No entanto, quando esse método não pode ser aplicado com segurança, começam a surgir as dúvidas cruciais. Muitas locuções poderiam perfeitamente ser escritas sem acento grave porquanto na sua constituição não entra necessariamente o artigo definido.

feito a mão                         feito a ferro e brasa, a fogo

arrastado a força               arrastado a muque, a braço, a trator

fechado a chave                 fechado a cadeado

barba feita a navalha        feita a facão, a canivete

enxotar a pedrada             enxotar a pontapé

matar a fome                     matar a pau, a sopapo

andar a sorrelfa                andar a furto, de sorrate

a simples vista                   a olho nu

a tripla forra                      a ventre largo

Em outros casos, vê-se que uma simples preposição, diferente de a, resolve perfeitamente o problema, logo improcede o uso de à.

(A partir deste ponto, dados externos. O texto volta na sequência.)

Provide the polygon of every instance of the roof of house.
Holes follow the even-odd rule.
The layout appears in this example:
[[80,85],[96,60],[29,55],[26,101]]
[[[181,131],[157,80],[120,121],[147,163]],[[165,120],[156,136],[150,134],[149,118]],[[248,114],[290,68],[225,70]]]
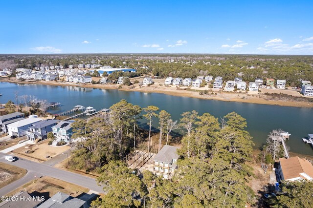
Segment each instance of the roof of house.
[[21,126],[32,124],[42,120],[43,120],[43,119],[40,119],[38,118],[28,118],[10,124],[8,125],[8,126],[10,126],[10,127],[18,128]]
[[177,149],[178,149],[177,146],[164,145],[154,157],[153,160],[171,164],[173,159],[177,160],[179,158],[179,155],[176,153]]
[[27,200],[27,202],[22,200],[7,200],[4,201],[0,203],[0,208],[33,208],[36,207],[39,204],[42,203],[40,199],[36,200],[34,198],[31,194],[30,194],[26,191],[21,191],[13,196],[17,197],[18,199],[27,198],[31,197],[31,199]]
[[300,175],[302,173],[313,178],[313,166],[304,158],[300,158],[297,156],[288,159],[279,158],[279,162],[285,180],[299,177],[305,179]]
[[5,119],[9,119],[11,118],[15,117],[17,116],[20,116],[23,114],[24,114],[22,113],[19,113],[17,112],[15,113],[10,113],[9,114],[4,115],[3,116],[0,116],[0,121],[4,120]]
[[6,125],[8,124],[12,124],[12,123],[16,122],[25,119],[25,118],[19,118],[18,119],[13,119],[12,120],[7,121],[5,122],[2,123],[2,125]]
[[56,128],[63,128],[65,130],[68,130],[71,127],[71,124],[73,124],[74,122],[75,122],[75,121],[72,120],[61,121],[59,124],[53,126],[53,127]]
[[40,205],[40,208],[79,208],[86,202],[59,191]]
[[59,122],[60,120],[56,119],[47,119],[45,120],[43,120],[39,121],[32,125],[32,126],[30,126],[31,128],[41,128],[47,126],[49,125],[51,125],[53,124],[56,124]]

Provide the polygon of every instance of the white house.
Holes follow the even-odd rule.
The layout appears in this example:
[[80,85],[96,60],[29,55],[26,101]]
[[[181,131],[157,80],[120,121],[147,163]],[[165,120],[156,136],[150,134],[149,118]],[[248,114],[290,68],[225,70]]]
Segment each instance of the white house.
[[148,85],[153,83],[153,80],[150,77],[146,77],[142,81],[142,84],[144,85]]
[[183,86],[190,86],[192,80],[190,78],[185,78],[182,81]]
[[215,81],[220,81],[223,82],[223,78],[222,77],[216,77],[215,79],[214,79]]
[[164,145],[153,158],[153,173],[165,179],[170,178],[177,168],[178,147]]
[[200,85],[202,83],[203,80],[201,79],[195,79],[192,80],[192,86],[196,87],[200,87]]
[[232,81],[227,81],[225,86],[225,90],[234,91],[235,89],[235,82]]
[[234,82],[235,82],[235,84],[237,85],[237,84],[239,82],[242,82],[242,81],[243,81],[243,78],[241,78],[240,77],[236,77],[235,78],[235,80],[234,81]]
[[249,91],[259,91],[259,83],[256,82],[249,83]]
[[29,118],[21,120],[7,125],[8,132],[10,136],[21,137],[26,134],[26,130],[31,126],[31,125],[42,121],[42,119],[37,118],[36,115],[30,116]]
[[301,90],[301,93],[305,96],[313,96],[313,86],[303,86]]
[[277,181],[313,180],[313,166],[308,160],[299,157],[279,158],[277,170]]
[[255,80],[256,83],[259,83],[259,85],[262,85],[263,84],[263,80],[261,78],[256,78]]
[[47,74],[45,76],[45,79],[46,81],[52,81],[53,80],[55,80],[57,78],[57,75],[54,75],[52,74]]
[[173,85],[174,86],[179,86],[182,84],[182,79],[178,77],[174,79],[173,82]]
[[213,89],[222,89],[223,87],[223,84],[222,81],[216,80],[213,83]]
[[277,80],[276,81],[276,86],[277,88],[285,89],[286,86],[286,80]]
[[204,78],[204,79],[205,80],[205,82],[209,83],[213,80],[213,76],[207,76]]
[[124,80],[125,80],[126,77],[119,77],[117,80],[117,84],[121,84],[123,83]]
[[100,80],[100,84],[106,84],[108,82],[108,78],[107,77],[103,77]]
[[165,82],[164,82],[164,84],[167,85],[171,85],[172,84],[173,84],[173,82],[174,82],[174,79],[173,79],[173,77],[167,77],[166,79],[165,79]]
[[246,83],[245,82],[239,82],[237,83],[237,88],[240,90],[246,90]]

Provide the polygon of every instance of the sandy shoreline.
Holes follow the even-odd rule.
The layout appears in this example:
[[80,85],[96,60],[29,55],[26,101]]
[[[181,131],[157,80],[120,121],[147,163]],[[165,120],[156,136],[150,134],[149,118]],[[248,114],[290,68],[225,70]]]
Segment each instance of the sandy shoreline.
[[[97,81],[98,79],[99,78],[95,78],[95,81]],[[137,79],[140,81],[140,79]],[[132,80],[134,80],[134,79]],[[0,82],[6,82],[21,84],[28,83],[54,86],[72,86],[100,89],[117,89],[130,91],[162,93],[175,96],[188,97],[190,98],[214,100],[221,101],[277,105],[291,107],[313,107],[313,102],[268,100],[267,99],[266,96],[262,94],[265,92],[279,93],[282,91],[283,93],[288,94],[294,96],[295,96],[296,97],[301,97],[301,95],[295,91],[287,90],[269,90],[268,89],[262,89],[261,90],[262,92],[261,94],[257,94],[257,93],[254,92],[222,92],[219,90],[209,89],[207,88],[193,88],[193,87],[191,87],[191,88],[189,88],[187,87],[176,87],[173,86],[163,86],[162,84],[162,83],[164,83],[163,82],[163,79],[156,80],[155,84],[149,86],[140,87],[138,84],[135,84],[131,86],[121,86],[121,88],[120,88],[119,85],[117,84],[79,84],[60,82],[57,82],[55,81],[18,82],[15,78],[9,78],[6,77],[0,78]],[[200,91],[205,89],[208,90],[208,93],[206,95],[200,95],[199,94]],[[271,90],[271,91],[270,90]]]

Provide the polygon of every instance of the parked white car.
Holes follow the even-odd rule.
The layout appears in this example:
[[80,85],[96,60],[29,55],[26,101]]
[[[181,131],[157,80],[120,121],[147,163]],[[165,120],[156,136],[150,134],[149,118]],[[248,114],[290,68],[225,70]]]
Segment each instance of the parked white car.
[[9,162],[14,162],[17,158],[14,156],[5,156],[5,160]]

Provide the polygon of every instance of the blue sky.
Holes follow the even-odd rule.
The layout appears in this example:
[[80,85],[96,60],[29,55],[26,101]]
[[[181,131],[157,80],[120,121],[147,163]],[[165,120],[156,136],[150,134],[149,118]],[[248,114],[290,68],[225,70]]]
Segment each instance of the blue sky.
[[0,53],[313,54],[313,0],[0,1]]

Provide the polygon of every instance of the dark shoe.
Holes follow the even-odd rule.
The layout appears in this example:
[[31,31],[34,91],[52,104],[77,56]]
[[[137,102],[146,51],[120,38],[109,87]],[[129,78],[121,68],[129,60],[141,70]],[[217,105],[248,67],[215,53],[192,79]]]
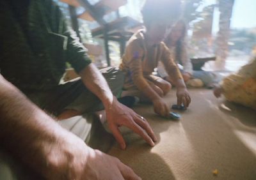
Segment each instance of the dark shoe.
[[136,96],[127,96],[117,99],[118,101],[127,107],[131,108],[139,102],[139,98]]

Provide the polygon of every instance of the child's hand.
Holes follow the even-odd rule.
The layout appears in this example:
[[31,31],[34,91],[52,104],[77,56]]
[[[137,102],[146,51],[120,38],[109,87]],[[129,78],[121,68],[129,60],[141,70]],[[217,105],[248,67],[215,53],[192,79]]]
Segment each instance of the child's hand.
[[185,107],[188,107],[188,106],[190,104],[190,102],[191,101],[191,99],[190,98],[189,93],[188,91],[187,88],[186,87],[182,87],[182,88],[178,88],[177,89],[177,105],[181,105],[183,104],[183,105]]
[[191,75],[189,73],[185,72],[185,73],[182,73],[182,77],[183,77],[184,82],[187,82],[188,80],[189,80],[191,79]]
[[220,98],[223,93],[223,89],[220,86],[216,87],[213,90],[213,94],[217,98]]
[[170,108],[162,98],[153,101],[154,111],[163,117],[168,117]]

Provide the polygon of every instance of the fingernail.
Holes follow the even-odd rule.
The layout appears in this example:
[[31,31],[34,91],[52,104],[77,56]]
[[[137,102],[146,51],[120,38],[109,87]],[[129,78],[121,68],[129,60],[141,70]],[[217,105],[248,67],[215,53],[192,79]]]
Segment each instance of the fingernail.
[[155,144],[154,143],[154,142],[152,140],[151,140],[151,142],[150,142],[150,146],[155,146]]
[[123,149],[123,150],[125,149],[125,144],[122,144],[120,145],[120,146],[121,146],[122,149]]

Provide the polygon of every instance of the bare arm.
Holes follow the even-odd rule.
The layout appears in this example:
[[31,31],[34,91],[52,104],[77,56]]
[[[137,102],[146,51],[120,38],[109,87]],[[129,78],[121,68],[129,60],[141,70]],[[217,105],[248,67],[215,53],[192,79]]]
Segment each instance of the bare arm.
[[140,179],[60,126],[1,75],[0,87],[1,144],[47,179]]
[[125,126],[143,137],[151,146],[156,137],[147,121],[141,121],[141,116],[132,110],[120,103],[113,96],[108,83],[98,69],[90,64],[79,73],[84,85],[102,101],[110,130],[122,149],[125,142],[118,130]]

apanhar a mão                  apanhar de mão, com a mão

cortar a espada                  cortar de espada, com espada

dobrar a finados                dobrar para finados

pescar a linha                    pescar de linha, com linha

socar a marreta                 socar de malho, com malho

em certos casos, o emprego de preposição diferente de a vai trazer à tona o a, artigo, que ali se acha presente, justificando o acento grave.

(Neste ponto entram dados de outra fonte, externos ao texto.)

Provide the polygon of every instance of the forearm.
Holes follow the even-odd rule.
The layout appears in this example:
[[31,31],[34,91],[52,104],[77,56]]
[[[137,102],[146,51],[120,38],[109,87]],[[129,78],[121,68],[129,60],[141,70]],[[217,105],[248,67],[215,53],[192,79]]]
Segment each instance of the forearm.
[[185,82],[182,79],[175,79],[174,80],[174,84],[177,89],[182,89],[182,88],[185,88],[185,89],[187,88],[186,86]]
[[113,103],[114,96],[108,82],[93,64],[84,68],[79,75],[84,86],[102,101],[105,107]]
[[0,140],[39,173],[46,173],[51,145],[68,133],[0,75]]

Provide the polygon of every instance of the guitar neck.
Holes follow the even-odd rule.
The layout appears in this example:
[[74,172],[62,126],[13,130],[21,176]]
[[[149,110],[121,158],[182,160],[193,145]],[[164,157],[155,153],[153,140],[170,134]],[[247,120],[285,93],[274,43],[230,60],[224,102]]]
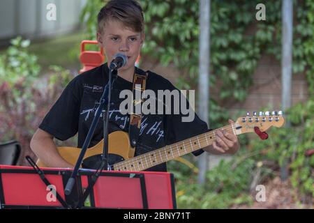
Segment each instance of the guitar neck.
[[118,162],[114,164],[114,169],[117,171],[142,171],[211,145],[216,140],[216,132],[218,130],[225,130],[227,132],[233,134],[240,134],[241,132],[239,132],[236,128],[235,123],[227,125],[180,142]]

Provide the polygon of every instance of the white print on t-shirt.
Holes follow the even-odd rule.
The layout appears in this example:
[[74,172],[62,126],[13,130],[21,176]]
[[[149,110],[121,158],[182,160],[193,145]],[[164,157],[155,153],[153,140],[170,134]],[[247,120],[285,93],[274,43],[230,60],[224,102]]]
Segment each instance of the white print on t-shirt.
[[[94,112],[96,114],[96,109],[85,109],[81,112],[81,115],[86,114],[84,121],[87,121],[89,118],[91,112]],[[103,110],[103,112],[104,110]],[[128,123],[130,118],[128,116],[121,116],[120,110],[114,109],[109,111],[109,118],[114,119],[117,123],[119,124],[119,127],[124,130],[126,129],[126,124]],[[100,114],[100,117],[103,116],[103,113]],[[140,130],[140,135],[147,134],[150,136],[156,136],[156,142],[158,142],[161,138],[164,137],[164,131],[160,128],[162,121],[155,121],[154,123],[147,123],[147,118],[144,118],[141,122],[141,129]]]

dobrar à direita                 dobrar para a direita

dobrar à esquerda             dobrar para a esquerda

empurrar à frente             empurrar para a frente

à pressa                              no empurrão

à medida que                     na (em +a) medida que

à proporção que                 na (em +a) proporção que

à procura de                       na (em +a) procura de

Em particular, no entanto, o eminente professor Bechara tem uma visão bem característica quanto ao emprego do à acentuado:

Emprega-se o acento grave no a para indicar que soa como vogal aberta nos seguintes dois casos:

1)       quando representa a construção da preposição a com o artigo a ou início de aquele (s), aquela (s), aquilo, fenômeno que em gramática se chama crase;

2)       quando representa a pura preposição a que rege um substantivo feminino singular, formando uma locução adverbial que, por motivo de clareza, vem assinalada com acento diferencial (à força, à míngua, à bala, à faca, à espada, à fome, à sede, à pressa, à noite, à tarde, etc – exemplos extraídos de Said Ali, Carneiro Ribeiro, Epifânio Dias e Sousa Lima). (BECHARA, 1999: 308)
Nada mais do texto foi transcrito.